D’abord, parce que le retard scolaire me semble mal compris. Pour simplifier, faisons l’analogie avec la course à pied. Si un jeune court un peu moins vite que le reste de sa classe, après chaque heure de course, il sera rendu un petit peu moins loin sur le parcours. Ainsi, plus les heures s’accumulent, plus il se retrouve loin derrière le reste de ses camarades. Vous comprendrez bien que ce n’est pas en faisant courir la classe pendant plus d’heures chaque semaine qu’on aidera ce jeune. Pour lui permettre de rejoindre les autres, il faut le faire courir lui, individuellement, avec du support. Inutile de faire suer tout le monde. 

« Incontrôlable »

Ensuite, parce que quiconque a déjà travaillé avec des jeunes de 15-16 ans sait qu’arrivé le mois d’avril, ceux-ci vont se découvrir de plus qu’un fil... C’est le printemps, le beau temps, les amours, l’excitation, le désir de nouvelles expériences... C’est, en un mot, incontrôlable. 

Alors, imaginez-vous essayer de les convaincre de rester à 2 mètres les uns des autres, de porter un masque... Je ne suis pas spécialiste de l’épidémiologie, mais je pense pouvoir affirmer avec assez de certitude qu’il est plus sécuritaire de regrouper 500 jeunes sur un terrain que 1000 si on espère limiter les contacts et freiner la transmission des variants... 

Enfin, parce que notre modèle hybride a réussi exceptionnellement bien considérant les circonstances.
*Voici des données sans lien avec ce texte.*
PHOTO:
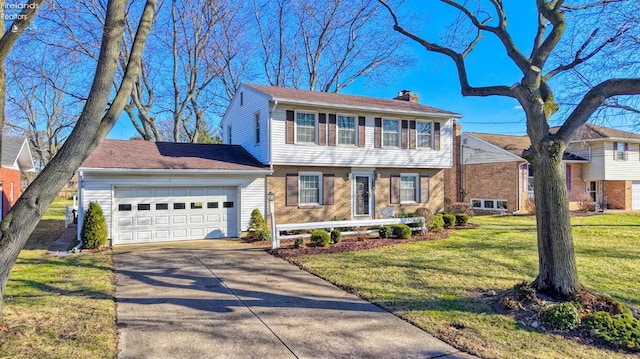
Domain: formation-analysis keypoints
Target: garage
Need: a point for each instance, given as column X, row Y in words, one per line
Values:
column 162, row 214
column 635, row 195
column 161, row 191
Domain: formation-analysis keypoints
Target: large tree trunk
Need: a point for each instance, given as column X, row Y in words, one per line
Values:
column 557, row 274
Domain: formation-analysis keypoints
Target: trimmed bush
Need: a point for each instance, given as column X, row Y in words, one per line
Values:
column 385, row 232
column 336, row 236
column 401, row 231
column 320, row 238
column 449, row 220
column 436, row 224
column 462, row 219
column 94, row 227
column 562, row 316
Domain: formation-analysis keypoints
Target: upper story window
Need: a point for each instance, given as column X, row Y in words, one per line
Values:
column 346, row 130
column 391, row 133
column 305, row 127
column 423, row 134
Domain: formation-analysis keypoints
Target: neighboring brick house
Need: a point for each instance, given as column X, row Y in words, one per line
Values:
column 16, row 158
column 343, row 156
column 602, row 165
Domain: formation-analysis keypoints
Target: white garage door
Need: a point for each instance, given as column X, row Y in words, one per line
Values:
column 173, row 214
column 635, row 202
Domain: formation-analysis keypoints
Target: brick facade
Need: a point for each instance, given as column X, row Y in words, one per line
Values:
column 342, row 204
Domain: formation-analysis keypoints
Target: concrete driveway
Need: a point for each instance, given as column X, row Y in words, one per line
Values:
column 227, row 299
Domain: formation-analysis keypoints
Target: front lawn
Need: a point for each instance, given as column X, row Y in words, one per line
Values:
column 438, row 285
column 58, row 307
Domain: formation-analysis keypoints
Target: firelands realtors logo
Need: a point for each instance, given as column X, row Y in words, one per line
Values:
column 13, row 11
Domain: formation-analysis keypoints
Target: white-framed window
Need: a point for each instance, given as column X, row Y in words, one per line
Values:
column 424, row 134
column 346, row 130
column 390, row 133
column 257, row 122
column 489, row 204
column 408, row 188
column 309, row 188
column 305, row 127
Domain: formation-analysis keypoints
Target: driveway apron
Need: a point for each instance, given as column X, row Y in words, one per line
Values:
column 227, row 299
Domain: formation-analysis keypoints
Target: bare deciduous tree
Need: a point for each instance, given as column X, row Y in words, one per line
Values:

Nous sommes un des seuls endroits en Occident qui n’a pas eu besoin de fermer ses écoles pendant l’année scolaire 2020-2021. Toute proportion gardée, la très vaste majorité de nos établissements scolaires auront été ouverts sans interruption, ce qui est déjà une grande victoire. 

Alors, ça force la question : pourquoi exiger ce changement de dernière minute au moment où on commençait à apercevoir la ligne d’arrivée ?

Par amour des jeunes et pour apaiser les parents, bien sûr. J’espère juste que la décision de M. Legault ne lui explosera pas au visage comme ç’a été le cas pour le premier chef péquiste.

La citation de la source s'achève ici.